Por Alé Julián Sosa, Especial para Jornada
La vida es una urdimbre misteriosa, a cada paso nos orienta con su tacto ineludible. Yo había pensado desistir de una buena vez en acercarles palabras sobre los acontecimientos que incesantemente nos abordan, pero no hay caso: nuestro país es una inagotable caja de Pandora. Siendo yo alguien que se considera a sí mismo como un filósofo dilettante, no pude menos que verme interpelado por lo ocurrido en Buenos Aires en la facultad de Filosofía y Letras. Los muchachos de la izquierda, ante una minucia, han decidido emprenderla a golpes limpios y con saña.
Verán ustedes, queridos lectores, que —y por más de que establezcamos múltiples consideraciones— los herederos del comunismo no pueden ser otra cosa que intolerantes y belicistas; tal cosa ha sido sistemáticamente instilada en la base de su pensamiento. ¿Y por qué he dicho «comunismo», arriesgando encerrar en el término alguna que otra cosa diferente? Bueno, se entiende fácil. En verdad, es arduo —si no imposible— encontrar hoy en el pensamiento llamado de izquierda uno adventicio que no dependa en rigor de los pensamientos fundados allá, a mediados del siglo XIX, por un Marx y un Engels (o, en el mejor de los casos, que no sea condescendiente con ellos).
Lo medular de esta cosmovisión es su maniqueísmo: se desprende siempre de la responsabilidad moral, de la cual incluso aborrece, y funda en lo externo el origen del mal. ¡Y cómo son las cosas, que acabo de concluir un libro de mi querido Solzhenitsyn, preso político en Rusia; legítimo y verdadero defensor de la dignidad de los hombres!
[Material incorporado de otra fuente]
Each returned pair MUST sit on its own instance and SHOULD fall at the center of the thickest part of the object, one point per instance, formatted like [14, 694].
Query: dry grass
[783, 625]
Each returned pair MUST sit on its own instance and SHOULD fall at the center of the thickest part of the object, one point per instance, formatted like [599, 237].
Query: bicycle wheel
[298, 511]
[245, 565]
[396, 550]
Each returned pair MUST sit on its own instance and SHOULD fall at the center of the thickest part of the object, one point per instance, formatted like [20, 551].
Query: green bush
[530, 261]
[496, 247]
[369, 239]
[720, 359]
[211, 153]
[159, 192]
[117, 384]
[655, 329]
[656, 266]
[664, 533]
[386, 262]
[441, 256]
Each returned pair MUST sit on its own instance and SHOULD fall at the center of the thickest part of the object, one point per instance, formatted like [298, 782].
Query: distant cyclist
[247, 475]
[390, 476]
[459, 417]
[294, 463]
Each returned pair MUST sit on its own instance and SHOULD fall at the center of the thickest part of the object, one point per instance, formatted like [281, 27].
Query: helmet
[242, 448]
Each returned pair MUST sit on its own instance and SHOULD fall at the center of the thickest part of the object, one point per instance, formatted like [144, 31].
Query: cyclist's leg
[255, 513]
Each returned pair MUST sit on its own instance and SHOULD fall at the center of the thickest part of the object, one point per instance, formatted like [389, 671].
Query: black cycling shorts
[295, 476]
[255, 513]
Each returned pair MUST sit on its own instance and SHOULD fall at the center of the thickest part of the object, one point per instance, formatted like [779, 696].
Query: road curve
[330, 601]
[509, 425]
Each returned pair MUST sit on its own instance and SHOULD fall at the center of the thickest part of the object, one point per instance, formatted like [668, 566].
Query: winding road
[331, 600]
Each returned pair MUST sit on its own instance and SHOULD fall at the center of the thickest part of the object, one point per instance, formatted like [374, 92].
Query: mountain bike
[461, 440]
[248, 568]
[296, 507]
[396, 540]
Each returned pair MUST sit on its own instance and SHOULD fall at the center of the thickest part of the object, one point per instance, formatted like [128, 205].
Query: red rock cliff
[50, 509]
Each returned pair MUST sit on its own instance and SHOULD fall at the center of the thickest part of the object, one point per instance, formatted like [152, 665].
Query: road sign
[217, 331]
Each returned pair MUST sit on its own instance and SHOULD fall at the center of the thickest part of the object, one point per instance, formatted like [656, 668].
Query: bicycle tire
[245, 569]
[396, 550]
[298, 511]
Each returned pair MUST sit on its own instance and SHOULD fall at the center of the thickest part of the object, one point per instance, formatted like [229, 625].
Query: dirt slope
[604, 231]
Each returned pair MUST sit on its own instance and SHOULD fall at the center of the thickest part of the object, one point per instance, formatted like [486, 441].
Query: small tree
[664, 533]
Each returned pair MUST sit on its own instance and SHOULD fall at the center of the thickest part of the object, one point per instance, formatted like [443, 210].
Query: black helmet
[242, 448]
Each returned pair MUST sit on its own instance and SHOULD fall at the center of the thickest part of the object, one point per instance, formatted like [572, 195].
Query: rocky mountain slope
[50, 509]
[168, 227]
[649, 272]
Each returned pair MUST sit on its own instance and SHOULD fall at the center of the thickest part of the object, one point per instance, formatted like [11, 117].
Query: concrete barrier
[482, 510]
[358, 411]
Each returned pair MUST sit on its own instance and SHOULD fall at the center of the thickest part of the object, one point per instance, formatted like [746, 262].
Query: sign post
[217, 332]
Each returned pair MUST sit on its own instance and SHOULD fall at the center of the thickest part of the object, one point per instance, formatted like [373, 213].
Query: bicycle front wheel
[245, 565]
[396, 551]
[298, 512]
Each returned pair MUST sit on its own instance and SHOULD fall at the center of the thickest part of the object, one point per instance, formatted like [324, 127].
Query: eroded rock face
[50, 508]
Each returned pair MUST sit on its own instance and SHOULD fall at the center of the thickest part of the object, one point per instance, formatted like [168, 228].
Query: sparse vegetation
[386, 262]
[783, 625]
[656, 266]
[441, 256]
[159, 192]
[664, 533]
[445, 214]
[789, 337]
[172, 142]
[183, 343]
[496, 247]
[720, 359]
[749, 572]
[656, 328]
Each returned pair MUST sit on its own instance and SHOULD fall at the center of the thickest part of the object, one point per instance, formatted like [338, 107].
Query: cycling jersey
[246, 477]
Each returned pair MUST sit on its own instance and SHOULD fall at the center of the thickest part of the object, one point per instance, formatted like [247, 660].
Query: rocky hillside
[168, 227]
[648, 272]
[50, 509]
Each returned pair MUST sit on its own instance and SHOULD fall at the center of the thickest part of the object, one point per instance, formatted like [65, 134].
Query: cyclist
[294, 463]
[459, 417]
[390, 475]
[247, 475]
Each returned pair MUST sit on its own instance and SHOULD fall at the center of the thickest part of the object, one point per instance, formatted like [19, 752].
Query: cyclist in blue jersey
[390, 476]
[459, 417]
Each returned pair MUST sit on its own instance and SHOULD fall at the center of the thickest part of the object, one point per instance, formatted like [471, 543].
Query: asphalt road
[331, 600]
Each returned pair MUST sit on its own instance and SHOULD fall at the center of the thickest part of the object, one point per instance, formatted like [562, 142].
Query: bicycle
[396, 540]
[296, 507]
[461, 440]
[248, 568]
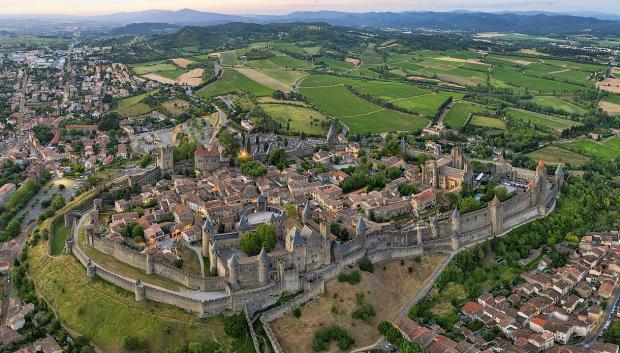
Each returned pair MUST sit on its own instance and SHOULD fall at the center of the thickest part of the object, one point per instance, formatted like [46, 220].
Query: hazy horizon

Pues ocurre que lo que yo vengo rumiando desde hace años hoy encuentra apoyatura en las palabras del inestimable ruso, y, a su vez, en nuestra actualidad. Por eso he dicho que la vida es misteriosa.
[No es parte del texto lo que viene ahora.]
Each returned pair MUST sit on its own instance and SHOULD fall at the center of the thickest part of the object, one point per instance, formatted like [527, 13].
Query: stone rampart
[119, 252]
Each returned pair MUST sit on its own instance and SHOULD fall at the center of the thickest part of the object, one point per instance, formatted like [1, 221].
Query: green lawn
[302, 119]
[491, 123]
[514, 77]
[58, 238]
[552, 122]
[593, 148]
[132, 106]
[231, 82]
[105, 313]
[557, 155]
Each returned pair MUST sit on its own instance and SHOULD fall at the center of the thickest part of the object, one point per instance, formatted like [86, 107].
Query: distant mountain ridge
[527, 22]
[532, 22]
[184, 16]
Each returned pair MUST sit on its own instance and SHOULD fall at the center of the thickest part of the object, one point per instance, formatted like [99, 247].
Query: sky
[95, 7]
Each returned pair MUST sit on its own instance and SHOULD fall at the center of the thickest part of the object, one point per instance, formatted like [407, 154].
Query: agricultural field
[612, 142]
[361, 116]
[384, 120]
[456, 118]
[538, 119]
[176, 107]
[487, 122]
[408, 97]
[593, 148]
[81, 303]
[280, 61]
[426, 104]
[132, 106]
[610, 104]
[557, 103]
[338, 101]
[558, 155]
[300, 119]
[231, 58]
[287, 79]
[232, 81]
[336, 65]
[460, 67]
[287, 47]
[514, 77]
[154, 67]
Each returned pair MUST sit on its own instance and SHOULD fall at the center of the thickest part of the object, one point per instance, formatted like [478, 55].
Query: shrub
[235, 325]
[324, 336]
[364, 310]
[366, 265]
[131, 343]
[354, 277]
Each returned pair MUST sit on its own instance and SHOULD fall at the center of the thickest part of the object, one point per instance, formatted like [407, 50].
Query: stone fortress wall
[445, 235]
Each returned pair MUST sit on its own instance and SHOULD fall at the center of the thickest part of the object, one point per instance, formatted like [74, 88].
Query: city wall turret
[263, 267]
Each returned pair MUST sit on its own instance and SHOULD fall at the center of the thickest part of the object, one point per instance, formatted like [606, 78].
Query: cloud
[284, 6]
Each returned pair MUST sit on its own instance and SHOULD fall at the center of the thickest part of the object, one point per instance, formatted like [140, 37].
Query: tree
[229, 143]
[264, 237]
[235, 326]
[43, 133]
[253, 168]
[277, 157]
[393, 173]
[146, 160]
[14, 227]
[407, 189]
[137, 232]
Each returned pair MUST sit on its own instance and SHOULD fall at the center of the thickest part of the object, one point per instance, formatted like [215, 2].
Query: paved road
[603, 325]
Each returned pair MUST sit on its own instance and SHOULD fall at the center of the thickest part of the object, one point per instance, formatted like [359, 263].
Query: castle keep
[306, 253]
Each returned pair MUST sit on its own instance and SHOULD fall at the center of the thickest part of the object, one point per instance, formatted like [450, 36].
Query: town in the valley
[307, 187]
Vean y juzguen ustedes según las palabras de Aleksandr:
«El comunismo nunca ocultó su negación de los conceptos morales absolutos. Se mofa de las nociones de bien y mal como categorías absolutas. Considera la moralidad como un fenómeno relativo a la clase. Según las circunstancias y el ambiente político, cualquier acción, incluyendo el asesinato, y aun el asesinato de millares de seres humanos, puede ser mala como puede ser buena. (...) Logró contagiar a todo el mundo con esta noción del bien y del mal (...) En una sociedad progresista se considera inconveniente usar seriamente las palabras bien y mal».
Y esto casi se ve, señoras y señores, casi se ve. El desplazamiento de la moralidad es innegable; la relativización de la moralidad, digo, es innegable. Casi parece que pudiéramos hacer cualquier cosa, dado que tan solo la coyuntura —desde otra perspectiva: la clase— define los límites. Podría decirse así: «Nosotros nos definimos con relación al contexto». Pero muy nos olvidamos que no, ¡que es al revés! ¡Nosotros definimos el contexto! ¡Nosotros somos el factor constante! ¡La humanidad!
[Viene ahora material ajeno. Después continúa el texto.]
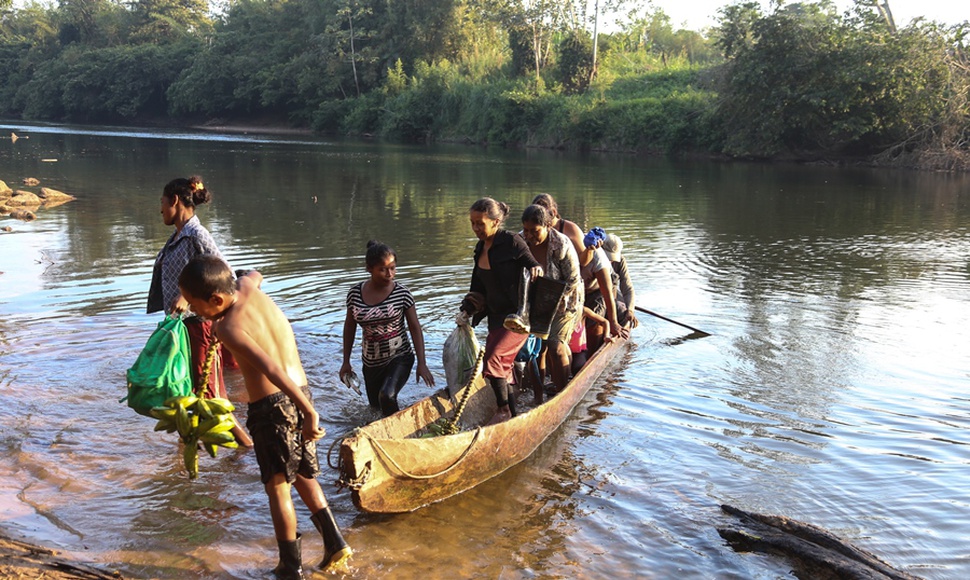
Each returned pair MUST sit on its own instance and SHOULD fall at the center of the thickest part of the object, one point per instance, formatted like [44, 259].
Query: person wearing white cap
[613, 247]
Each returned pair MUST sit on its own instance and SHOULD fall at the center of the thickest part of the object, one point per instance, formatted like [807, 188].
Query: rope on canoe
[452, 427]
[407, 473]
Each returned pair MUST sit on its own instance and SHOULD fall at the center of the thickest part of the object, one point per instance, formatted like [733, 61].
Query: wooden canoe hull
[390, 468]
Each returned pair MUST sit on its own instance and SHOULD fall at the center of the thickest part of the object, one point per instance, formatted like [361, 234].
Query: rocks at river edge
[22, 204]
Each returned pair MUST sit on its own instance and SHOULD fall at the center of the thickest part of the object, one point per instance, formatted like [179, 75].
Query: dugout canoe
[392, 465]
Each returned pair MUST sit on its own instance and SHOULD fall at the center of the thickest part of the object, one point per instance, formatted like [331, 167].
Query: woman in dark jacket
[496, 288]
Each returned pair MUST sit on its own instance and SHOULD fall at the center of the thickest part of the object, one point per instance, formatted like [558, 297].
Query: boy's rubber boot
[335, 549]
[519, 322]
[503, 397]
[291, 560]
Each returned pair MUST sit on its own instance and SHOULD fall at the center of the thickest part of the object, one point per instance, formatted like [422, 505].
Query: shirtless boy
[281, 417]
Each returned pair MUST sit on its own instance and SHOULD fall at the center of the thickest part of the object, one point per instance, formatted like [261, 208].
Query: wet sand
[20, 559]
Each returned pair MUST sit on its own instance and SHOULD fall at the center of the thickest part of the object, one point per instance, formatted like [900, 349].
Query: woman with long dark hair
[497, 291]
[383, 307]
[179, 200]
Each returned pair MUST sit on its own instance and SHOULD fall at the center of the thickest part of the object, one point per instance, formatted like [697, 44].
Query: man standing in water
[282, 421]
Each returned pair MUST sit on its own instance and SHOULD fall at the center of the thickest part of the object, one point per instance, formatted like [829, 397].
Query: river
[832, 390]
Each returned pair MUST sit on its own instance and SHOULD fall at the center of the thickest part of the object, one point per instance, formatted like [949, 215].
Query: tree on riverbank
[807, 82]
[801, 81]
Pero antes de terminar, y para dejarles algo de holgura luego de ponerme tan exclamativo, es preciso que analicemos también otro aspecto de este movimiento ya freático; este movimiento que todo lo embebe secretamente. Puede uno razonar por qué esta corriente suele ser intolerante, pero tal inclinación se funda en cosas todavía más huidizas (o disfrazadas). El comunismo, como bien ha dicho otro inolvidable ruso, es una religión, porque «solo una religión puede tener la pretensión de encerrar en ella una verdad absoluta» y porque «persigue a todas las religiones». Así hablaba Berdiáyev en los albores de la revolución, ¡qué claridad poderosa!
Tenemos entre manos más de un problema. Combatimos hoy con un relativismo imperante y con un no menor agobio existencial, y ahora viene a ocurrirnos que este lodazal se nutre de ideas ponzoñosas que afirman que no existe victoria posible si no se elimina a los contrarios; que no hay nunca posibilidad de unidad, sino de prevalencia. El comunismo jamás ha visto en sí mismo la génesis de mal alguno porque parte de una transferencia: refleja su odio, lo proyecta. ¡A que no es raro que se hable tanto de guerra por estos días! ¡¿Y quién ha iniciado hoy una nueva guerra?!
Así, podremos servirnos una vez más de Solzhenitsyn para concluir este editorial:
«Una plena contraposición de la paz es la violencia. Y los que quieren paz en el mundo deben excluir del mundo no solo la guerra, sino también deben liquidar la violencia. Y si no hay guerra abierta pero prosigue la violencia, no hay paz».